The second great evil in fantasy magazines, repetition, needs less explanation. Basically, the slackasses who make projections for fantasy rags sometimes do no more than take the stats from the end of last year and pass them off as what will happen this year. My earlier example of “Who is your No. 1 fantasy QB: Gannon or Vick” from Pro Football Weekly 2003 is the perfect example. While Vick was all hype, Gannon was all about his previous year’s numbers, when he set a record for pass completions (418) and most games with 300 yds. passing (10). I know all about Gannon’s 2002 season; I had him on my roster. I also knew to get rid of a 37-year-old QB coming off an over-achieving year with a falling team that ended its season in a SuperBowl blowout. Next year, when he only threw 6 touchdowns in the 7 games he was healthy enough to play, I was reaping the benefits of a well-timed trade. The moral? Research the reasons behind the stats, recognize the trends, and know when to cash out.

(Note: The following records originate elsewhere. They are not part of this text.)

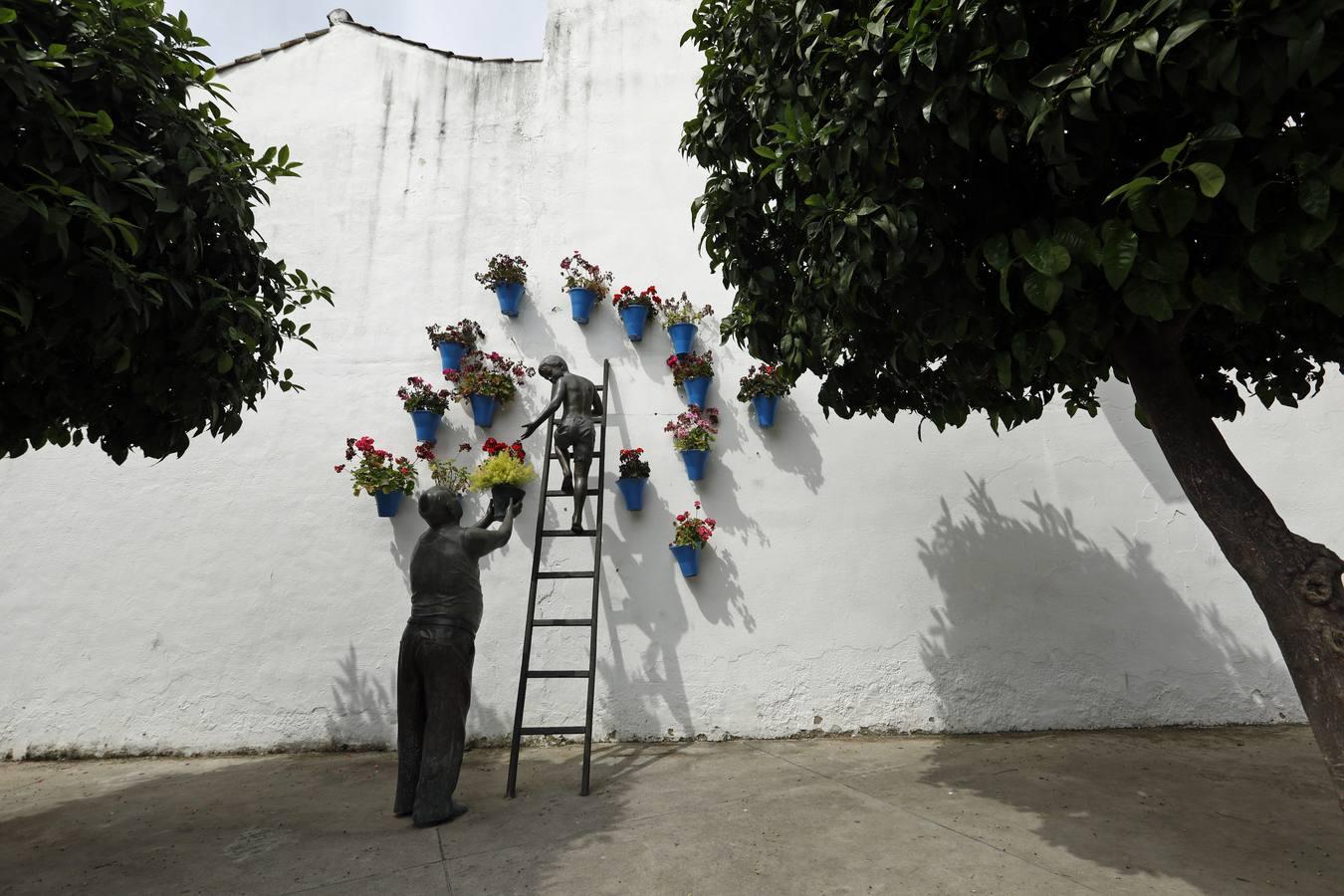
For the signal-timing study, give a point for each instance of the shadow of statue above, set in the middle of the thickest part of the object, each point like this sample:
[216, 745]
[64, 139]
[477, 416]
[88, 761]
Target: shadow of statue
[361, 714]
[1043, 627]
[648, 607]
[1117, 406]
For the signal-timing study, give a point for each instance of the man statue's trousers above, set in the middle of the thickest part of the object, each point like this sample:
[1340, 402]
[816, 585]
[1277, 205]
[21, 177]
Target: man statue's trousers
[433, 695]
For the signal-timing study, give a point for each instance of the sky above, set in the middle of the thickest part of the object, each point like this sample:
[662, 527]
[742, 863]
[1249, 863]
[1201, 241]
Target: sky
[471, 27]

And along those lines, what players should you be looking to send packing in keeper leagues or pass on in seasonal drafts while their value is still high? I may turn a few heads here, but Daunte Culpepper is near the top of my list. Short of cutting off his right arm, it’s difficult to overstate what losing Moss does to Culpepper’s fantasy value. The entire Minnesota offense, not just its QB, lost the best wide receiver in the NFL. Defenses will now approach the Vikings more aggressively, shutting down the run and cutting off passing lanes to less talented receivers. Add to this, Minnesota has taken huge strides in the offseason to improve their defense, meaning Culpepper and the Vikings will be playing less catch-up than in previous years (good for the team/bad for fantasy numbers.) ESPN’s 2005 inaugural fantasy magazine has Culpepper ranked #1—right where he finished in their stats last year. I don’t think he’ll be in the top 3.

Another notable player due for a dropoff in numbers is Ahman Green. This one is a little more obvious than Culpepper. Green had a down year last year, fighting injuries to his Achilles’ tendon, hamstring, and ribs. These are all red flags, since Green is 28—an age when running backs’ bodies sometimes begin to break down. Equally disconcerting, Green Bay lost two of its starting offensive linemen, Mike Wahle and Marco Rivera, and star DB, Darren Sharper, to free agency. All of this spells bad news for the running game, since the Packers will not only have difficulty making holes for Green to run through, but they will also have to throw the ball more to catch up because of a weaker defense. Green’s days among the top 5 fantasy backs are over, perhaps even his time among the top 15.

And the big bust at wide receiver? Muhsin Muhammad. If you have to ask, then you probably deserve to have him as your #1 WR.

That’s about it for the Phantom this week. Just remember to take everything you read out there with a grain of salt. Sports writers get paid for being entertaining, not for being right. Study the facts from a couple of different angles, otherwise, you could be watching your chances of recouping the beer money you put in the league pot go up in flames like my uncle’s double-wide insulated with last Christmas’ wrapping paper and copies of the National Enquirer. We lost my aunt, but thank God he was able to get the still out.